2.Le spese relative all'acquisto di beni mobili adibiti promiscuamente all'esercizio dell'impresa e all'uso personale o familiare dell'imprenditore sono ammortizzabili, o deducibili nell'ipotesi di cui al comma 5 dell'articolo 102, nella misura del 50 per cento; nella stessa misura sono deducibili i canoni di locazione, anche finanziaria e di noleggio e le spese relativi all'impiego di tali beni. Per gli immobili utilizzati promiscuamente e' deducibile una somma pari al 50 per cento della rendita catastale o del canone di locazione, anche finanziaria, a condizione che il contribuente non disponga di altro immobile adibito esclusivamente all'esercizio dell'impresa. (115)

Art. 65

((Beni relativi all'impresa))

((

1.Per le imprese individuali, ai fini delle imposte sui redditi, si considerano relativi all'impresa, oltre ai beni indicati alle lettere a) e b) del comma 1 dell'articolo 85, a quelli strumentali per l'esercizio dell'impresa stessa ed ai crediti acquisiti nell'esercizio dell'impresa stessa, i beni appartenenti all'imprenditore che siano indicati tra le attivita' relative all'impresa nell'inventario tenuto a norma dell'articolo 2217 del codice civile. Gli immobili di cui al comma 2 dell'articolo 43 si considerano relativi all'impresa solo se indicati nell'inventario; per i soggetti indicati nell'articolo 66, tale indicazione puo' essere effettuata nel registro dei beni ammortizzabili ovvero secondo le modalita' di cui all'articolo 13 del decreto del Presidente della Repubblica 7 dicembre 2001, n. 435, e dell'articolo 2, comma 1, del decreto del Presidente della Repubblica 21 dicembre 1996, n. 695.

2.Per le societa' in nome collettivo e in accomandita semplice si considerano relativi all'impresa tutti i beni ad esse appartenenti, salvo quanto stabilito nel comma 3 per le societa' di fatto.

3.Per le societa' di fatto si considerano relativi all'impresa i beni indicati alle lettere a) e b) del comma 1 dell'articolo 53, i crediti acquisiti nell'esercizio dell'impresa e i beni strumentali per l'esercizio dell'impresa, compresi quelli iscritti in pubblici registri a nome dei soci utilizzati esclusivamente come strumentali per l'esercizio dell'impresa.

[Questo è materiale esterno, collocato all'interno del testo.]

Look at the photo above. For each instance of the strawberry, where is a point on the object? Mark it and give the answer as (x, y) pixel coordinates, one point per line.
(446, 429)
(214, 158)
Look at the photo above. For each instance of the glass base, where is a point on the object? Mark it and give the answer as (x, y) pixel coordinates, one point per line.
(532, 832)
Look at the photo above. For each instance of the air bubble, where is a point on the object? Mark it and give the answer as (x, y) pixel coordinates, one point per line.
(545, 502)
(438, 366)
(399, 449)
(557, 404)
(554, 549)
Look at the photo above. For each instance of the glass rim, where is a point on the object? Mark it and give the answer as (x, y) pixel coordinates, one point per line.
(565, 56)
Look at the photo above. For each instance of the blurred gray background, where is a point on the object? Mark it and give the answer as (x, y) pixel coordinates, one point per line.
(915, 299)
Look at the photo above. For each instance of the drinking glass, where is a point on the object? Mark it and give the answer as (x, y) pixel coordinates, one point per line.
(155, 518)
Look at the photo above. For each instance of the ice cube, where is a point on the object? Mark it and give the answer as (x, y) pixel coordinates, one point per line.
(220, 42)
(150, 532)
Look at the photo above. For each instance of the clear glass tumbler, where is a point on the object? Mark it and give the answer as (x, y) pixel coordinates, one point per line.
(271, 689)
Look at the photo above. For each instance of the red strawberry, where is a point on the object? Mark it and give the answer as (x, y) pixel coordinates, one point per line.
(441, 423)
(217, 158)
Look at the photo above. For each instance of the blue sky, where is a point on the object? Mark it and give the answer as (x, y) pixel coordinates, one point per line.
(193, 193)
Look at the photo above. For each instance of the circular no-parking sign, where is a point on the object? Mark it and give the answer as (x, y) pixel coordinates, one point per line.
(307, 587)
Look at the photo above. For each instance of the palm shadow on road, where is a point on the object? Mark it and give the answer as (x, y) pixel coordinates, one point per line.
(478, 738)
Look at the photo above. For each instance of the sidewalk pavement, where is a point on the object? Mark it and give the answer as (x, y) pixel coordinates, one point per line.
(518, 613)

3-bis. Per i beni strumentali dell'impresa individuale provenienti dal patrimonio personale dell'imprenditore e' riconosciuto, ai fini fiscali, il costo determinato in base alle disposizioni di cui al decreto del Presidente della Repubblica 23 dicembre 1974, n. 689, da iscrivere tra le attivita' relative all'impresa nell'inventario di cui all'articolo 2217 del codice civile ovvero per le imprese di cui all'articolo 79, nel registro dei cespiti ammortizzabili. Le relative quote di ammortamento sono calcolate a decorrere dall'esercizio in corso alla data dell'iscrizione.))

((115))

Art. 66

Imprese minori

((1. Il reddito d'impresa dei soggetti che, secondo le disposizioni del decreto del Presidente della Repubblica 29 settembre 1973, n. 600, applicano il regime di contabilita' semplificata, e' costituito dalla differenza tra l'ammontare dei ricavi di cui all'articolo 85 e degli altri proventi di cui all'articolo 89 percepiti nel periodo d'imposta e quello delle spese sostenute nel periodo stesso nell'esercizio dell'attivita' d'impresa. La differenza e' aumentata dei ricavi di cui all'articolo 57, dei proventi di cui all'articolo 90, comma 1, delle plusvalenze realizzate ai sensi dell'articolo 86 e delle sopravvenienze attive di cui all'articolo 88 e diminuita delle minusvalenze e sopravvenienze passive di cui all'articolo 101)) ((181))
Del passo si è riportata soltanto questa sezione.